DGLAP evolution at N$^3$LO with the $\texttt{Candia}$ algorithm

TL;DR

This paper extends the Candia algorithm to N$^3$LO accuracy in QCD for solving DGLAP equations, enabling precise evolution of parton densities with a publicly available code for benchmarking and future extensions.

Contribution

The paper introduces a generalized Candia algorithm at N$^3$LO, providing a new method for solving DGLAP equations with higher precision in QCD.

Findings

Provides approximate N$^3$LO PDFs for benchmarking.

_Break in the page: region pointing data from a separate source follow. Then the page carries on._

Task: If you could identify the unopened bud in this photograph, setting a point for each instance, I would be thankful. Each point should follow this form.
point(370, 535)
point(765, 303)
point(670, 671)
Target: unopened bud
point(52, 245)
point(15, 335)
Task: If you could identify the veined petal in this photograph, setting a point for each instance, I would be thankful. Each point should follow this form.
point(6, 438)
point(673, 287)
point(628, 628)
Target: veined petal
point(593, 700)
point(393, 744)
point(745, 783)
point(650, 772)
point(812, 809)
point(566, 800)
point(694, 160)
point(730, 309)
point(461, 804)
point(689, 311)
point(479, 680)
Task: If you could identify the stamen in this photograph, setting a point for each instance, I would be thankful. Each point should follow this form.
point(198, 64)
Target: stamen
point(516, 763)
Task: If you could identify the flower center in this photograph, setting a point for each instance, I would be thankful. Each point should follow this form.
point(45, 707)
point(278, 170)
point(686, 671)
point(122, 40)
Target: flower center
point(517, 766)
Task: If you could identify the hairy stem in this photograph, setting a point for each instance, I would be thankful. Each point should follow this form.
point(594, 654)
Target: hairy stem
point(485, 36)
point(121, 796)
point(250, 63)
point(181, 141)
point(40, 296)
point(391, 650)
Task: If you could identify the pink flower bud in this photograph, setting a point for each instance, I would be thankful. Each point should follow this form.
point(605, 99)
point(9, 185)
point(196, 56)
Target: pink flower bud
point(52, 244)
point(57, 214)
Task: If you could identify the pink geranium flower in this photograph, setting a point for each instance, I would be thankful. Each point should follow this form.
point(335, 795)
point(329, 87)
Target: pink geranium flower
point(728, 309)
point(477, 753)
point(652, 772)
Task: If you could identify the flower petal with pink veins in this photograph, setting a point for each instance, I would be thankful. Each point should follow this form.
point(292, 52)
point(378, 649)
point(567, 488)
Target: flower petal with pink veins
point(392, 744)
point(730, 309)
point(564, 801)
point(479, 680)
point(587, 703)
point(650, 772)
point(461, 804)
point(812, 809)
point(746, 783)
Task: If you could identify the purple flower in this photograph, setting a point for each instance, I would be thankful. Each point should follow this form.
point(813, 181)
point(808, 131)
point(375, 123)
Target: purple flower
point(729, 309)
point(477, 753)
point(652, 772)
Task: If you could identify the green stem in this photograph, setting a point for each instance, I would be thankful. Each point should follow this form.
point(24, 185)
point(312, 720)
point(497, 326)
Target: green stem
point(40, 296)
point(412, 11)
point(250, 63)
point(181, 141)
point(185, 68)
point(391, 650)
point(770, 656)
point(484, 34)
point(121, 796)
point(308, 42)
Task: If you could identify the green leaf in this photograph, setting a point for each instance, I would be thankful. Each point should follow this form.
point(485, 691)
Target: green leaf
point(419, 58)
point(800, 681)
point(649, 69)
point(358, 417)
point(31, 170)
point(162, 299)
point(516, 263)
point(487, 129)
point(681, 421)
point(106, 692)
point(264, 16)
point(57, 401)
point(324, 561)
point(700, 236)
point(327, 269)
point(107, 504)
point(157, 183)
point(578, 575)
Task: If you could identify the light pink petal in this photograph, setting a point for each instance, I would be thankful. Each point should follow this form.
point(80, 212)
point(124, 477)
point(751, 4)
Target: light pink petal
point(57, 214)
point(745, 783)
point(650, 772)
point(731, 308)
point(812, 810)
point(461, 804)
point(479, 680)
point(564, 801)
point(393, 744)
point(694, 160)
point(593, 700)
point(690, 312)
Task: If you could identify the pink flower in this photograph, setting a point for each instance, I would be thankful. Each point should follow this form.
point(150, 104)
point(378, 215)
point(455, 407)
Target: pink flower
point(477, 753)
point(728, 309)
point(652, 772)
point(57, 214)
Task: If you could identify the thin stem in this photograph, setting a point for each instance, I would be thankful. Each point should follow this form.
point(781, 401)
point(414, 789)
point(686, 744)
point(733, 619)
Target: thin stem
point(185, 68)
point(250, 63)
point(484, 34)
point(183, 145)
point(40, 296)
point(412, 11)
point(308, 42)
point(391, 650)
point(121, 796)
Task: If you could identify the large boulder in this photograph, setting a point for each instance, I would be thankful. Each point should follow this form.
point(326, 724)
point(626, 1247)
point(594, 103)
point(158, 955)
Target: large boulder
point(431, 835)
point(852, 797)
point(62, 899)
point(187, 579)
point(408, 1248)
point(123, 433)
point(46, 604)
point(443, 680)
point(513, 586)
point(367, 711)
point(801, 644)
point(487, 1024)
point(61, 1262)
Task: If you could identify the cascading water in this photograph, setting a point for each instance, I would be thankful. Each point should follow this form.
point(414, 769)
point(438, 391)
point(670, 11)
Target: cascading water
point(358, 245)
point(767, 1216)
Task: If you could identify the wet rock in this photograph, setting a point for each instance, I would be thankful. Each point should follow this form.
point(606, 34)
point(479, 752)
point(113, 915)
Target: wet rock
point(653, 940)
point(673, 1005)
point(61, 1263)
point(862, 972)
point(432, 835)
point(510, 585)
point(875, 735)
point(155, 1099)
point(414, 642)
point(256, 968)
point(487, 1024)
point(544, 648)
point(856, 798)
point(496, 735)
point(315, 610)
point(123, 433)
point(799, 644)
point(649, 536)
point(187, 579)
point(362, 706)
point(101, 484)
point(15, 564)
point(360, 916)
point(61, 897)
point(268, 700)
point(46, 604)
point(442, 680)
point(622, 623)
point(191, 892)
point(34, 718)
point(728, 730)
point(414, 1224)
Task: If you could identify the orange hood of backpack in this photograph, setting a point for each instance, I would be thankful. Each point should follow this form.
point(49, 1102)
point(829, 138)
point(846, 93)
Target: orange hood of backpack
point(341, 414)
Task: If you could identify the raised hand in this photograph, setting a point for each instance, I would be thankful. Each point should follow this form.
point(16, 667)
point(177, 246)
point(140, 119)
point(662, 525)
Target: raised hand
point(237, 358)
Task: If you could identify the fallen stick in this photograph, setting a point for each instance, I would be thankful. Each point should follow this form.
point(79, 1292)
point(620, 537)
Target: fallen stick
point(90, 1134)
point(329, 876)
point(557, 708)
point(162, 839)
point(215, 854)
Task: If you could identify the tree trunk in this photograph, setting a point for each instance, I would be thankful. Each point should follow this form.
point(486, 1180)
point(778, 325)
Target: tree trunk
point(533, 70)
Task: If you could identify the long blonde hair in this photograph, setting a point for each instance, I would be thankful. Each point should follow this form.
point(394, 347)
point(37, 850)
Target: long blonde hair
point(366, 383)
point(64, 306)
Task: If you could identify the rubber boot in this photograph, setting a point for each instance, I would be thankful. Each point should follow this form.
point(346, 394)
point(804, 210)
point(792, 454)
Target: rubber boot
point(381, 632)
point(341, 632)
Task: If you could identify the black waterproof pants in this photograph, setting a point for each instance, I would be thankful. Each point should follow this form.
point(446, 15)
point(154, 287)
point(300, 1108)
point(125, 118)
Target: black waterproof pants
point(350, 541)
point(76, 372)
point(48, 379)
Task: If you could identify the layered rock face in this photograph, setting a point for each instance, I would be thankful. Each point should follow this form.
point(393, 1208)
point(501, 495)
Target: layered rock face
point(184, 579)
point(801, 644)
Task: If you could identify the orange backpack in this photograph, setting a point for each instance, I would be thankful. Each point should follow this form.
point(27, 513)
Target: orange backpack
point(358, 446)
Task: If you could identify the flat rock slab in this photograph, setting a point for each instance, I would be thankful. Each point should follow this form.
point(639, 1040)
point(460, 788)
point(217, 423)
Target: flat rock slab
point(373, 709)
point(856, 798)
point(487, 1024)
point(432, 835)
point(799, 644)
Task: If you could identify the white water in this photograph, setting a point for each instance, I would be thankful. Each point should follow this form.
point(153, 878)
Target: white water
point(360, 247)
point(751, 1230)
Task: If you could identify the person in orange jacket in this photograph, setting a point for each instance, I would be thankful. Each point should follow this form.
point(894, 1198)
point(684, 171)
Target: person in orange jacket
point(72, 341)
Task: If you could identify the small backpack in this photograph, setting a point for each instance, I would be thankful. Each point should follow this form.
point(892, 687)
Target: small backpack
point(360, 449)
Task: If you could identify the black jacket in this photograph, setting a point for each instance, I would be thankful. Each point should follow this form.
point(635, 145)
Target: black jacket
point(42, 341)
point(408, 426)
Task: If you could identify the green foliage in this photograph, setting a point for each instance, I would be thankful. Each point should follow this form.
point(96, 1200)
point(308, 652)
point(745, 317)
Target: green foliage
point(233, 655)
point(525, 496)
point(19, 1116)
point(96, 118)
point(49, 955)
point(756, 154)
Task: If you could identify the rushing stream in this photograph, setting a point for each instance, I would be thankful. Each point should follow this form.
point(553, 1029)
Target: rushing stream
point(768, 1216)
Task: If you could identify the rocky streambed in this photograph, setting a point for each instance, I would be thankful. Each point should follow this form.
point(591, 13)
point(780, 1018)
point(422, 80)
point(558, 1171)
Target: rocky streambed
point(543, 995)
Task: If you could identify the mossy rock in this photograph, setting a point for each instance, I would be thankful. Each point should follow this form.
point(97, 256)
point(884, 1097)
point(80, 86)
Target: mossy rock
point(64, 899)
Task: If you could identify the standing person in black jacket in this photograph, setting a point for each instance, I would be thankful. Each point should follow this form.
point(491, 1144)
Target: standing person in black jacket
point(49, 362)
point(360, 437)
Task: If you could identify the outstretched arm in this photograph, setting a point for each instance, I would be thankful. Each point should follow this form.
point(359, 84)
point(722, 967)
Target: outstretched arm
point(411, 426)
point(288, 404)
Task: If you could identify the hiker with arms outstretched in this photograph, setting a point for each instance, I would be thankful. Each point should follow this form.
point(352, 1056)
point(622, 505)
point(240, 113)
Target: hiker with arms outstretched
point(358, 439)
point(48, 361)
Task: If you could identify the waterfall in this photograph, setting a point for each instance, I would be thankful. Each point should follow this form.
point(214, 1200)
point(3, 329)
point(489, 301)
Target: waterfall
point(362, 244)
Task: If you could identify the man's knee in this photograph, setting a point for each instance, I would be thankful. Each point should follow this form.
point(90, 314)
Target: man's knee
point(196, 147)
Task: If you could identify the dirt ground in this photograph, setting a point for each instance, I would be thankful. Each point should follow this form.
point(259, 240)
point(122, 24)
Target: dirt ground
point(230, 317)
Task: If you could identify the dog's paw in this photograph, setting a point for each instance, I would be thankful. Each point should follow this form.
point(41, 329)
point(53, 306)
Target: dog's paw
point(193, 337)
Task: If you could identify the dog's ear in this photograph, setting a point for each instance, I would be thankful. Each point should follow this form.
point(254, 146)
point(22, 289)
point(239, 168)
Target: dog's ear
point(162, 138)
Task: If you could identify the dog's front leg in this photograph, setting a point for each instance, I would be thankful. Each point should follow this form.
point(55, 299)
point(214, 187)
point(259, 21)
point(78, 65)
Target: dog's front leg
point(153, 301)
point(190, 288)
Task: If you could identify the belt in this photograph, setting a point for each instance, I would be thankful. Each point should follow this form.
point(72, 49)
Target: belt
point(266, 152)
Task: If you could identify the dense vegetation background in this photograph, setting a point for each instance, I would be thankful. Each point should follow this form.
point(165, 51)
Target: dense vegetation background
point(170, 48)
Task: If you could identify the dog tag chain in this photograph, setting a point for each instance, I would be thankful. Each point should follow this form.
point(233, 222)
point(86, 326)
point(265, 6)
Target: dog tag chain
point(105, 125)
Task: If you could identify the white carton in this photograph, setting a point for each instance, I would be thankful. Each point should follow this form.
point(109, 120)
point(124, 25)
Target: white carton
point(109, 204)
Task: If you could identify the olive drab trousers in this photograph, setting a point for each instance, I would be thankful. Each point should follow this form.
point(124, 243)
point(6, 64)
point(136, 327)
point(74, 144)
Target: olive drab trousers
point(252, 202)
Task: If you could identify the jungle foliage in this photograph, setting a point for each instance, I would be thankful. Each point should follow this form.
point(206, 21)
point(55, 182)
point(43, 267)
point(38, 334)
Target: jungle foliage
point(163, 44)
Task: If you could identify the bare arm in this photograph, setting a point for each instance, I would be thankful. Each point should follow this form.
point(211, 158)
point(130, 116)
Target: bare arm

Presents an exact solution expansion in the non-singlet sector.

Code version Candia-v2 is publicly available.

Abstract

We present a generalization of the $x$-space $\texttt{Candia}$ algorithm to next-to-next-to-next-to-leading order (N$^3$LO) accuracy in Quantum Chromodynamics (QCD) for solving the DGLAP evolution equations for unpolarized parton densities in the nucleon. The algorithm is based on logarithmic expansions of the solution and can be extended to all orders in QCD. An expansion equivalent to the exact solution of the DGLAP equation at N$^3$LO is presented in the non-singlet sector. Results for approximate N$^3$LO PDFs, evolved using the most recent approximations to the N$^3$LO DGLAP splitting functions, are provided for benchmarking. The new version of the code, $\texttt{Candia-v2}$, is publicly available at https://github.com/champso1/candia-v2.